FALIHMEDIA.COM | JAKARTA – Peneliti dari Badan Riset dan Inovasi Nasional (BRIN) telah menemukan lukisan tertua di Indonesia, yang menggambarkan tiga figur manusia berinteraksi dengan seekor babi hutan. Lukisan ini ditemukan di gua kapur Leang Karampuang, Maros-Pangkep, Sulawesi Selatan.
Dalam siaran pers yang diterima InfoPublik pada Kamis, (4/7/2024), penemuan ini dilakukan oleh tim peneliti yang dipimpin oleh Adhi Agus Oktaviana, seorang ahli seni cadas dari BRIN yang sedang menjalani program doktoral di Griffith Centre for Social and Cultural Research (GCSCR).
Oktaviana menyatakan bahwa lukisan di Leang Karampuang berusia setidaknya 51.200 tahun, yang memberikan implikasi penting dalam pemahaman asal-usul seni paling awal. Untuk menentukan usia lukisan tersebut, tim menggunakan metode analisis ablasi laser U-series (LA-U-series) untuk mendapatkan tanggal akurat dari lapisan tipis kalsium karbonat di atas seni hias tersebut.

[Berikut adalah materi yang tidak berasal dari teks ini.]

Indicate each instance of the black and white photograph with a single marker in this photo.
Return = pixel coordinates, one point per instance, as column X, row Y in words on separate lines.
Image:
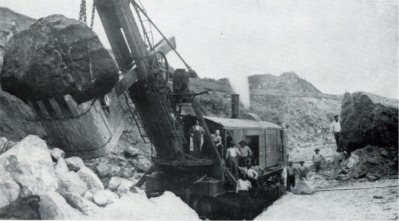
column 199, row 110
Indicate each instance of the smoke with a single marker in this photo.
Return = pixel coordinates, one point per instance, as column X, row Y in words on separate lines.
column 240, row 86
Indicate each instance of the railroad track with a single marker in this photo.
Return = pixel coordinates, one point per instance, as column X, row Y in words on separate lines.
column 356, row 188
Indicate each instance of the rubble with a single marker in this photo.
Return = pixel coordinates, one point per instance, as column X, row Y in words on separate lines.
column 29, row 164
column 74, row 163
column 9, row 192
column 57, row 56
column 303, row 188
column 85, row 206
column 91, row 179
column 54, row 206
column 104, row 197
column 70, row 182
column 32, row 186
column 57, row 153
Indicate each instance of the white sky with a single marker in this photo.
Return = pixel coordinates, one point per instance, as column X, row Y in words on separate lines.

Hasil analisis menunjukkan bahwa lapisan seni hias ini berusia sekitar 51.200 tahun, menjadikannya gambar hias gua tertua di dunia serta narasi seni paling awal yang pernah ditemukan.
“Hasil ini sangat mengejutkan bagi semuanya, karena belum ada karya seni dari zaman Es Eropa yang umurnya mendekati lukisan gua ini, kecuali beberapa temuan kontroversial di Spanyol dan ini merupakan seni cadas pertama di Indonesia yang berumur melampaui 50.000 tahun,” ujar Oktaviana.

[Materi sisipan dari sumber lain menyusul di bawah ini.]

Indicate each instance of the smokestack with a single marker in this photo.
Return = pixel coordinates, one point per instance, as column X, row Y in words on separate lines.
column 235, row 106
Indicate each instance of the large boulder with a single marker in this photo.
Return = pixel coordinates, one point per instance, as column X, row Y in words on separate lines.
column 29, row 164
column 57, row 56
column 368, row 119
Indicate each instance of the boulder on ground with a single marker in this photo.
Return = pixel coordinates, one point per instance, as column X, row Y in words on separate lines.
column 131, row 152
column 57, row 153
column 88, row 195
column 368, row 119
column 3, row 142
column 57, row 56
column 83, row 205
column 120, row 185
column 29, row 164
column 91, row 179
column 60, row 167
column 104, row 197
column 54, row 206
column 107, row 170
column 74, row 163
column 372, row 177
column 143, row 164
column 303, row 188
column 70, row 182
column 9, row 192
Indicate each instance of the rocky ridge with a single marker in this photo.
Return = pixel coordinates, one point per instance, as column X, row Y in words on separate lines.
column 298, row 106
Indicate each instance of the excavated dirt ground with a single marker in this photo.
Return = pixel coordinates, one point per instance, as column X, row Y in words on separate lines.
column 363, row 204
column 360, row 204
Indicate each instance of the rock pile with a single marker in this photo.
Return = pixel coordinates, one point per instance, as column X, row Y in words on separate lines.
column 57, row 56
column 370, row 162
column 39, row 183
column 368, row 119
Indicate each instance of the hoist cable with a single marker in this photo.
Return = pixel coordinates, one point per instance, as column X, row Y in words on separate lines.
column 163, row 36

Penemuan ini menunjukkan bahwa lukisan gua naratif adalah bagian penting dari budaya seni manusia awal di Indonesia. Menurut Oktaviana, kemampuan manusia untuk berkomunikasi melalui cerita sudah ada sejak lebih dari 51.200 tahun yang lalu.

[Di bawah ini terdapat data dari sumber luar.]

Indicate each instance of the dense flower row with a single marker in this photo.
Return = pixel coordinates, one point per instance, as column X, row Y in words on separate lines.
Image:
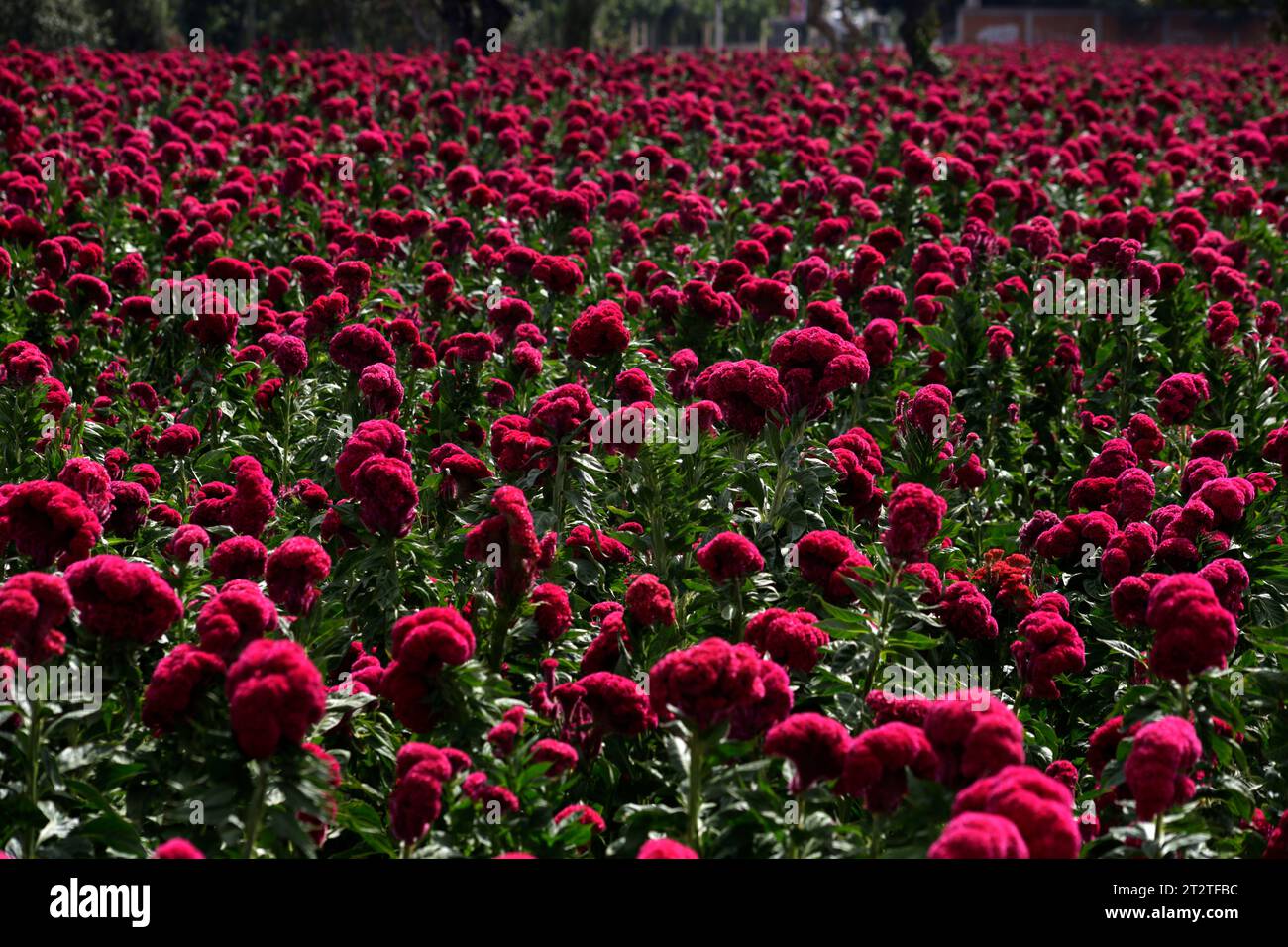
column 664, row 457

Kepala Organisasi Riset Arkeologi, Bahasa, dan Sastra BRIN, Herry Jogaswara, mengatakan bahwa temuan ini adalah contoh bagaimana riset arkeologi jangka panjang dan kolaboratif dapat memberikan kontribusi signifikan terhadap produksi pengetahuan. Dukungan dari berbagai pihak, termasuk lembaga riset, perguruan tinggi, Balai Pelestarian Kebudayaan (BPK), pemerintah daerah, dan mitra luar negeri, memungkinkan riset ini berjalan dengan baik.
Metode LA-U-series dikembangkan oleh Profesor Maxime Aubert dari GCSCR dan Profesor Renaud Joannes-Boyau dari Southern Cross University (SCU). Teknik ini menghasilkan data yang lebih akurat karena mampu mendeteksi usia lapisan kalsium karbonat dengan sangat rinci.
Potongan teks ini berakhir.